What I'm specifically thinking of is when I came back maybe the third time to south Walton County and I lived with Brad for a spell, a place east of Seagrove but west of Panama City, and found a job painting houses close to Destin--some place called Topsail, if I remember right. This was all after the fiasco with Teresa, with the Iowa Writers Workshop and being in Seattle. If I remember right . . .

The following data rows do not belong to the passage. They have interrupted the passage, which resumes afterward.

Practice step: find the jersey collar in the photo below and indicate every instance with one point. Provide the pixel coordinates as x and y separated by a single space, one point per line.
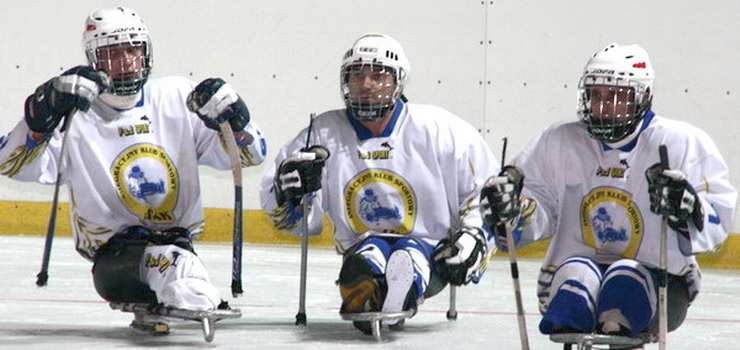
363 133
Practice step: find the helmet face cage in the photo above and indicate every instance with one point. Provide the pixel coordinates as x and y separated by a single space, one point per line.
126 57
611 107
371 89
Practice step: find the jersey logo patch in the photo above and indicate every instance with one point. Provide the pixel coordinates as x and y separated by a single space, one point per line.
134 129
380 200
147 181
611 222
611 172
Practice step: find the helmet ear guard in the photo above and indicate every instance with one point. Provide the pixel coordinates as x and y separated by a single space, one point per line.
615 92
376 54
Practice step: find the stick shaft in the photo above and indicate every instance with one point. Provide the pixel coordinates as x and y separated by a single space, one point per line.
43 276
511 247
663 289
232 150
301 315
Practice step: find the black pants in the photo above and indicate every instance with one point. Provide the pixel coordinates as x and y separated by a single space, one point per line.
116 267
116 271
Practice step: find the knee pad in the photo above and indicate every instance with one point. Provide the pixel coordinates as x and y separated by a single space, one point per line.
116 271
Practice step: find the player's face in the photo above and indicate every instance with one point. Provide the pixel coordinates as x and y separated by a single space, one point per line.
122 61
611 103
371 85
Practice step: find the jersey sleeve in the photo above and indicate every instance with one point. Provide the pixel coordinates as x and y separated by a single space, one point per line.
539 200
25 157
707 172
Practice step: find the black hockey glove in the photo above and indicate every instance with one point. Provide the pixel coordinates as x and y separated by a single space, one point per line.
300 173
500 203
672 196
215 102
54 99
459 257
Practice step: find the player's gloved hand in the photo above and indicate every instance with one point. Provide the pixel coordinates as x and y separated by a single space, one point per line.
459 257
672 196
300 173
500 203
215 102
54 99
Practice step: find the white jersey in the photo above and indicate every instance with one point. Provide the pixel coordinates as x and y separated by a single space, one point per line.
593 201
132 167
420 178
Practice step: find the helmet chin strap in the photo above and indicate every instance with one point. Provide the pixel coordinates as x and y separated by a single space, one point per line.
120 102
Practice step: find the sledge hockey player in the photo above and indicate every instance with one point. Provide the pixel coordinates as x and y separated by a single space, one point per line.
399 181
596 187
132 158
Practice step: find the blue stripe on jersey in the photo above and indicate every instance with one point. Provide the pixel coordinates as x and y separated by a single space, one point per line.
363 133
628 147
714 219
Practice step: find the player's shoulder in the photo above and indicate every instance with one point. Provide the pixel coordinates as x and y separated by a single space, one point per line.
568 129
165 85
331 118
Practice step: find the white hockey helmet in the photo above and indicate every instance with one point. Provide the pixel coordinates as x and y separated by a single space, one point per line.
381 54
111 27
627 74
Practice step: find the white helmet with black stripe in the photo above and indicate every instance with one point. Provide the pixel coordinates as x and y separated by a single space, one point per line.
129 66
615 91
384 57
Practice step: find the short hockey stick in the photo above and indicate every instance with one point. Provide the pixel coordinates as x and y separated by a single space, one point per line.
227 135
663 272
43 276
300 317
511 247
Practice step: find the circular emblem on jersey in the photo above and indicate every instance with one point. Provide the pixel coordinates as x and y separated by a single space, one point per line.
379 200
147 182
611 222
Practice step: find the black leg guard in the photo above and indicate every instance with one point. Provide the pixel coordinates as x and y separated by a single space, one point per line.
677 301
116 270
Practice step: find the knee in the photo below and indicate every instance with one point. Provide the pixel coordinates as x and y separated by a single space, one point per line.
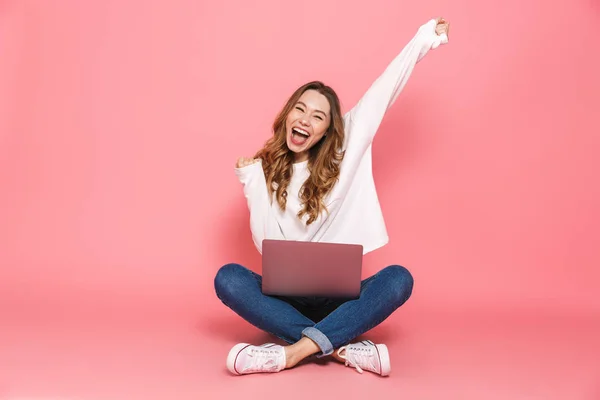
228 280
400 283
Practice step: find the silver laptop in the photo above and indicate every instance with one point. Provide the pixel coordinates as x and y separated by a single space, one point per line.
307 269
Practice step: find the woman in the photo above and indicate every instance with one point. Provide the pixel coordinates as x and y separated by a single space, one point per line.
312 182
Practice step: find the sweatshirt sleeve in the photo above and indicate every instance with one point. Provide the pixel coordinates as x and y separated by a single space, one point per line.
254 184
363 120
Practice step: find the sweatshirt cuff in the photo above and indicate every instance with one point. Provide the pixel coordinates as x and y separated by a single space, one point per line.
248 171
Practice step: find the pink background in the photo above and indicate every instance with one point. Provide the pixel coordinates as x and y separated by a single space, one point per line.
120 123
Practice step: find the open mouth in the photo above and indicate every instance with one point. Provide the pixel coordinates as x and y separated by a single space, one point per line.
299 136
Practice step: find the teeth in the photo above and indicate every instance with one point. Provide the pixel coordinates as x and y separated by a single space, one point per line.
300 131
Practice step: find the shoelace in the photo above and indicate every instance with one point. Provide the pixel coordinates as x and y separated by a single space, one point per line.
262 361
355 358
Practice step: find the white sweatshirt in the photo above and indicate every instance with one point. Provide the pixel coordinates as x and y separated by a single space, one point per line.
354 215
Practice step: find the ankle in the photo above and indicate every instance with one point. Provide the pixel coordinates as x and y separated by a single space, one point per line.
291 357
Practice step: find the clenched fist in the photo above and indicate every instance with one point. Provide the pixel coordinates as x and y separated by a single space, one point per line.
442 26
244 162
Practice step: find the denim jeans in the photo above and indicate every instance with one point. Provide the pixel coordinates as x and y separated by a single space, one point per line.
329 323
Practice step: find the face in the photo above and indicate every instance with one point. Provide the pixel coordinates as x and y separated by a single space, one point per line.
307 123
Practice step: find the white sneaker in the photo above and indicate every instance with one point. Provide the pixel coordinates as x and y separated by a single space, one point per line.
367 355
244 358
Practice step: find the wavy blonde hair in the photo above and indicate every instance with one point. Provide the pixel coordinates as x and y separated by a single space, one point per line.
323 162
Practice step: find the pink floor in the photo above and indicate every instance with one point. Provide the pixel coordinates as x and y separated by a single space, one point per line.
434 356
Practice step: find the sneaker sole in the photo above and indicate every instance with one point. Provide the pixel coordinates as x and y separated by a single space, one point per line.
384 359
232 357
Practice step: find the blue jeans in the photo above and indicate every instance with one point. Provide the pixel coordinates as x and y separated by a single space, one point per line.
329 323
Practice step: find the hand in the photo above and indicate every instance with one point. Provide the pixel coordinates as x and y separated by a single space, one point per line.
442 26
244 162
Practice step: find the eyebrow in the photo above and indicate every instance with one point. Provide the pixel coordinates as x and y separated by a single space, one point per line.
322 112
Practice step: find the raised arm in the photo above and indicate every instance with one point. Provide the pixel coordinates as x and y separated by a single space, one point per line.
364 119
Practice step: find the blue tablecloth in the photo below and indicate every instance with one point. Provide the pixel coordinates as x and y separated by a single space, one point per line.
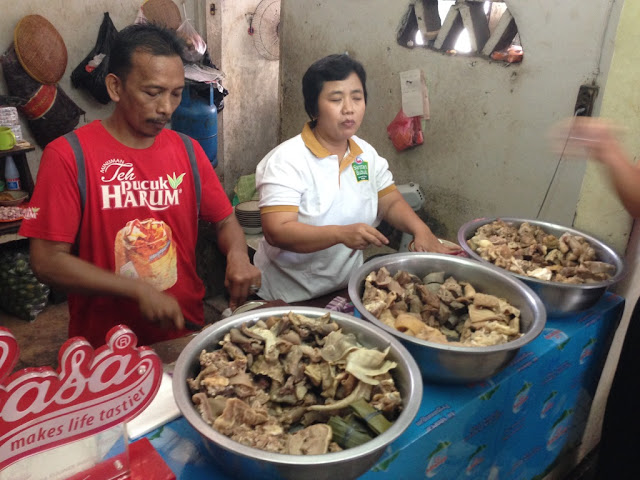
514 426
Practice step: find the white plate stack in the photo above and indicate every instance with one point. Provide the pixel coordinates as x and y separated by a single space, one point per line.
248 215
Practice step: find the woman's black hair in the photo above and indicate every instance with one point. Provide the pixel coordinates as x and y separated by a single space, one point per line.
328 69
145 37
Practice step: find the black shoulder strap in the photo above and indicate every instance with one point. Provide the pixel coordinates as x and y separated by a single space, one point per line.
194 167
72 138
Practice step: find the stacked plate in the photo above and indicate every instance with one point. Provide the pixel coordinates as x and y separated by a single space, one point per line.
248 215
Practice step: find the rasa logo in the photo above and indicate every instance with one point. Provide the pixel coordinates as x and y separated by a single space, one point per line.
121 189
92 392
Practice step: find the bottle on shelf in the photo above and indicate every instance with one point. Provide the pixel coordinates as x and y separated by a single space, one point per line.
11 174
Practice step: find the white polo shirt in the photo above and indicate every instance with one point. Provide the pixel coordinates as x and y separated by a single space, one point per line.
301 176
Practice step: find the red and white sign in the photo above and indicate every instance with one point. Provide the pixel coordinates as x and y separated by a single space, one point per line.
92 391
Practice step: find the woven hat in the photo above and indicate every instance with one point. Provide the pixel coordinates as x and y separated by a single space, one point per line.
162 12
40 49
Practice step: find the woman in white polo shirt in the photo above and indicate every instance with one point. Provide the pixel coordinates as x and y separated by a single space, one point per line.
322 192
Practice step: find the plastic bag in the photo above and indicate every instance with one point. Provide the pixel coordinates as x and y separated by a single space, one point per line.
195 44
92 70
405 132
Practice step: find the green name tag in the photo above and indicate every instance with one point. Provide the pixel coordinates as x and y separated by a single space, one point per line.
361 169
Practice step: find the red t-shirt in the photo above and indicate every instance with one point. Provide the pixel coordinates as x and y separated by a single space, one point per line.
139 220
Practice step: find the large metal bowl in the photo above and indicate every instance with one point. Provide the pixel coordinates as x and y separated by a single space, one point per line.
241 461
560 299
453 363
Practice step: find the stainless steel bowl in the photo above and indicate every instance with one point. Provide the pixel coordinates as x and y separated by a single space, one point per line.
560 299
241 461
453 363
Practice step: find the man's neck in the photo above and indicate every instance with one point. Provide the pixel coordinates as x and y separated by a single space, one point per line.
119 130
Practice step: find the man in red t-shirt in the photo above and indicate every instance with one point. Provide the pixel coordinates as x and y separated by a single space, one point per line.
125 251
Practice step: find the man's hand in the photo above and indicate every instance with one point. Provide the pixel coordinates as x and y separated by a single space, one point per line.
241 279
158 307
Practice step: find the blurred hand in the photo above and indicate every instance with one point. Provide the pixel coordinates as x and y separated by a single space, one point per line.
158 307
580 136
360 235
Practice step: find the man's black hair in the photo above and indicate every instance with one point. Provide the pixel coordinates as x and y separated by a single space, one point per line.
145 37
328 69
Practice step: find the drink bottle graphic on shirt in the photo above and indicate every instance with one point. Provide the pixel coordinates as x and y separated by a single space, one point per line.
145 249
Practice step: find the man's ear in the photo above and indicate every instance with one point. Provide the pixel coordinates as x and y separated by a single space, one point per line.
114 86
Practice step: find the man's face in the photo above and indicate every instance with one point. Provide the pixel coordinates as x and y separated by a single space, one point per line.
150 93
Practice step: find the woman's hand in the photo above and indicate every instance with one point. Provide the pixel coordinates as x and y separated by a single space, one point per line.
429 243
360 235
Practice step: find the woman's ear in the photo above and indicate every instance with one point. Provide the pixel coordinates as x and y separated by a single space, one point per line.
114 86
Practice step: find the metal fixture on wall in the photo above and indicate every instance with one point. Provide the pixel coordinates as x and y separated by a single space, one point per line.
265 25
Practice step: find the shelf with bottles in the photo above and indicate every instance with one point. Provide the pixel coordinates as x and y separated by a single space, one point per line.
8 230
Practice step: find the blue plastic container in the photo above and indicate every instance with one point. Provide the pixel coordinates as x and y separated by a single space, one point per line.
198 118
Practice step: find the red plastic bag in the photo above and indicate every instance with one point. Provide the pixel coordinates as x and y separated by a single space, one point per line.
405 132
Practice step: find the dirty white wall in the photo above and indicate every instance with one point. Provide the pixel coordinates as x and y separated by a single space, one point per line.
250 119
485 151
78 22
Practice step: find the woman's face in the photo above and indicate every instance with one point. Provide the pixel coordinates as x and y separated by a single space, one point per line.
341 109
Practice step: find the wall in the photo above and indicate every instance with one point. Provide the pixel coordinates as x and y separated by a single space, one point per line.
599 209
251 116
486 151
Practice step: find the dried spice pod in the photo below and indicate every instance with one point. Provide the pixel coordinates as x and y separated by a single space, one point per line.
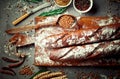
10 60
9 69
17 64
7 72
41 74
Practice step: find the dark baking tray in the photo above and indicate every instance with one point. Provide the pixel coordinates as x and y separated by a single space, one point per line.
8 13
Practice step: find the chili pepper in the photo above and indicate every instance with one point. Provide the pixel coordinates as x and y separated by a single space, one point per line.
6 72
17 64
9 60
53 12
42 70
9 69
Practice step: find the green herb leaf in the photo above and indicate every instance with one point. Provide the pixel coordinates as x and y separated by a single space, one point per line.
53 12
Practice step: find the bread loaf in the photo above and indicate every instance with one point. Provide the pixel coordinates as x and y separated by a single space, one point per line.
82 36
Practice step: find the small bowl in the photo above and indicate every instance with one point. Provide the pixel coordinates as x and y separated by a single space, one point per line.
63 5
84 11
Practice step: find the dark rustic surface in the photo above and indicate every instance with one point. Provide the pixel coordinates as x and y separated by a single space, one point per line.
9 12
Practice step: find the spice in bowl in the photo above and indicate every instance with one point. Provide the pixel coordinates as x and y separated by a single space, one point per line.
85 4
63 3
82 6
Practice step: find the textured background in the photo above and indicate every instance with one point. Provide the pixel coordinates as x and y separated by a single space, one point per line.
9 12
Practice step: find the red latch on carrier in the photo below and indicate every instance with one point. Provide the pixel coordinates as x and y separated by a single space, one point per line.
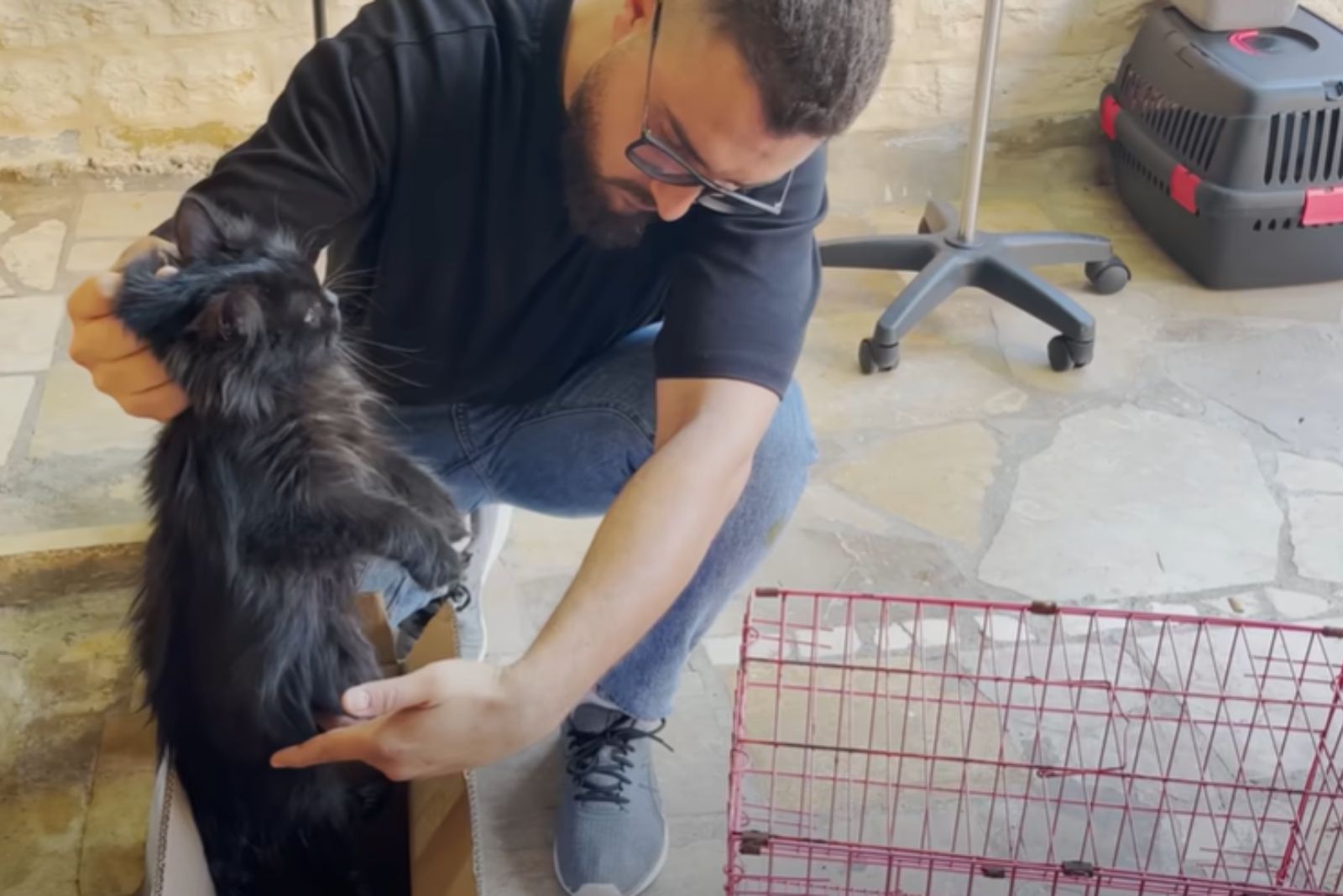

What I do remember right is stopping now and then at a lonely pay phone near the beach to call my parents.To reassure them that I was okay, working, that I was still alive. It was a pay phone near a quiet road under ragged live oak trees. It was not a phone booth. I'm not sure why it was located there, as it was not connected to a store or gas station or such. I'd usually call at night, once a week or two weeks--maybe on my way home from work or coming back from the little store in Seagrove Beach--and the phone had a single light above it and the road would be carless, the landscape desolate in its way. Quiet. Dark. Wind blowing in off the Gulf. The smell of the Gulf and trees and decaying plants and, well, just the sounds and smells peculiar to that region, to the proximity of that heat and saltwater and plant material, the southern sandy loaminess . . . And here I was, not exactly immune to loneliness, making  a brief call to Des Moines, talking to my mother, my father, standing in the cone of light cast over the phone, feeling the aloneness, the alienness of where I was compared to where I had come from, that sense of both failure and survival, of renewal and end-of-youth ennui. I guess. Or, it was just a sad little phone call to my folks at night from a pay phone near the beach.